Вот с чем столкнулся Ельцин, с какой корневой чертой российского менталитета. А вернее, споткнулся об нее. Споткнулся сразу, с первых же шагов, и особенно — с началом своего второго срока. Который должен был воплотить все его мечты, все его замыслы. Сделать его проект реальностью.
Однако что же является альтернативой закону и порядку, если они не соблюдаются по тем или иным причинам? Каков в таком случае механизм общественного согласия? И в чем оно, это согласие?
В таком случае в дело вступают молчаливые договоренности. Некие стихийно складывающиеся правила игры, порой прямо противоположные формальным, гласным, легальным.
Это тоже порядок, но теневой. Другая правда, которая уходит, ускользает из привычных механизмов общественной жизни, — о ней не говорят политики, она не прописана в Уголовном кодексе, она вообще не является результатом рационального мышления, договора, социальной нормы, общепринятой, казалось бы, но внешней морали.
Заключенный, бывший зэк, работавший у Ельцина на стройке и пришедший к нему в конторку с топором, требовал именно этого — соблюдения неписаных, негласных договоренностей. Выписывать наряды не по факту, а по традиции, «как положено», потому что для зэков должна быть поблажка.
Когда молодой Ельцин стал большим начальником и требовал от своих подчиненных жесточайшей пунктуальности, сухих деловых отчетов, исключал опоздания, боролся с малейшим нарушением иерархии (за что его не раз называли жестким, властным) — он требовал на самом деле того же: соблюдения писаных, формальных правил игры.
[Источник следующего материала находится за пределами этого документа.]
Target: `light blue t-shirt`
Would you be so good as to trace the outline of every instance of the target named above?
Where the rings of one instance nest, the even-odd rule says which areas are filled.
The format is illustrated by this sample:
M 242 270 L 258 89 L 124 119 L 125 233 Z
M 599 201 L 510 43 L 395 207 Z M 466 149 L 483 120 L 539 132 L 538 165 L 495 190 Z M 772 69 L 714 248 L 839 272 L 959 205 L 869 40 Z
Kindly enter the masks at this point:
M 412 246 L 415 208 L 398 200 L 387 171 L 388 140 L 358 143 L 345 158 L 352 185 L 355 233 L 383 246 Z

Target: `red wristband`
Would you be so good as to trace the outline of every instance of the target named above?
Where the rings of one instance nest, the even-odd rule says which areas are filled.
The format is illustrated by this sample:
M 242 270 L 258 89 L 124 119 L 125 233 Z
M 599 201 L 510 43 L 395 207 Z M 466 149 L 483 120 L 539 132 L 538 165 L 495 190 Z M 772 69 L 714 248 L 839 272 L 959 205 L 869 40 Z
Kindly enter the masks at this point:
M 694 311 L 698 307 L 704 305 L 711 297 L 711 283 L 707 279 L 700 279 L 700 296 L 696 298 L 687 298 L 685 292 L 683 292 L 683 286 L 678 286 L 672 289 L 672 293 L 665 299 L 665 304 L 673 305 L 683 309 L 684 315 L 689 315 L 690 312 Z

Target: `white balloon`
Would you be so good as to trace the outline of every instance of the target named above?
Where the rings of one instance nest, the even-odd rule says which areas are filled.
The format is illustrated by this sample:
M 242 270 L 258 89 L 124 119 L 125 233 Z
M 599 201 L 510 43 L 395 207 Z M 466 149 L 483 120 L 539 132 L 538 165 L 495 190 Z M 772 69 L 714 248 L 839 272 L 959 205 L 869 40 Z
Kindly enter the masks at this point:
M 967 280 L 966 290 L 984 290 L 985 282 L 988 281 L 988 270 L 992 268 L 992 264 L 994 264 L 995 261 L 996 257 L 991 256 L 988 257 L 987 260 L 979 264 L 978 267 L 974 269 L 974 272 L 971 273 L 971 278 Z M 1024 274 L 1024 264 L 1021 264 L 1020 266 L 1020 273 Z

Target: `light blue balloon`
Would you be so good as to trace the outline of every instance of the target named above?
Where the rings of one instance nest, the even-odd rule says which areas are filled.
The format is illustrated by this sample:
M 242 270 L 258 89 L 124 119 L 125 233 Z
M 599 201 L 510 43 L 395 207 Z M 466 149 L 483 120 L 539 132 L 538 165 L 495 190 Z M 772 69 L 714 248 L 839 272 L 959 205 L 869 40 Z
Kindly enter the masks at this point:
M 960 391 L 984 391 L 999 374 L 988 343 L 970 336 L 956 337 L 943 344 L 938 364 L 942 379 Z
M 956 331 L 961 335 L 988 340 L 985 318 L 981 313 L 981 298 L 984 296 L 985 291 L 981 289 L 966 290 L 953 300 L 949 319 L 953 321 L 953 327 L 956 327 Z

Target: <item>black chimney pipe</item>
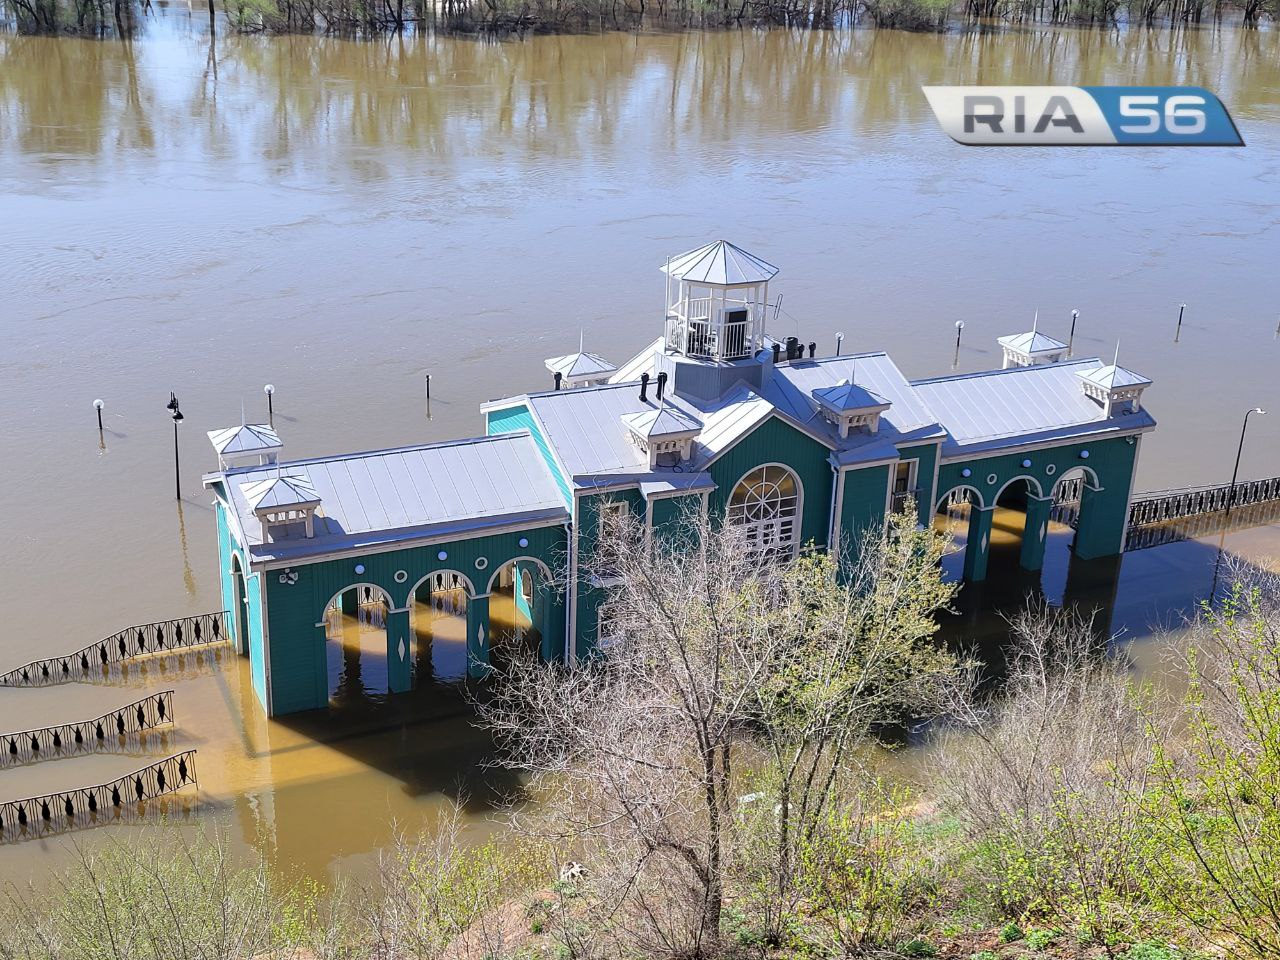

Не хотел подчиняться законам двойной трудовой морали.
При этом не был сухарем, прагматиком, человеком, лишенным страстей, эмоций, слабостей. Напротив, он до краев был начинен страстями и эмоциями, они переполняли его. Он никогда не стремился и не мог их подавить. И вот почему: эти эмоции никогда не мешали проявлению его воли.
Напротив, делали эту волю еще более неукротимой.
Именно воля заставляла его отвергать «неписаный порядок», который безропотно или осознанно принимался большинством. Эта темная сила народной привычки, негласных общественных устоев, обычаев, никак не названная, скрытая, не имеющая ни обоснований, ни целей, самодовлеющая, была ему глубоко чужда. И он не считал возможным ей следовать.
Неслучайно, если внимательно вчитаться в тексты его речей советского и раннего перестроечного периода — в них поражает обилие сухих фактов, цифр, формулировок, бесконечный перечень проблем, неразрешенных вопросов. И главное, суровый, подчас даже неоправданно суровый и страстный поиск виновных, ответственных, поиск того зла, которое мешает ему, Ельцину, справиться с нарастающим год от года грузом.
Отсутствие таких привычных для советского стиля общих, успокаивающих, гуманных, духоподъемных формул — отзвук его необычной ментальности, хотя и спрятанный в сухую бюрократическую упаковку.
…Когда Ельцин в Свердловске или в Москве боролся с неэффективным использованием рабочей силы, с воровством в торговле, с барством своих чиновников — он боролся против косных обычаев и косной народной привычки.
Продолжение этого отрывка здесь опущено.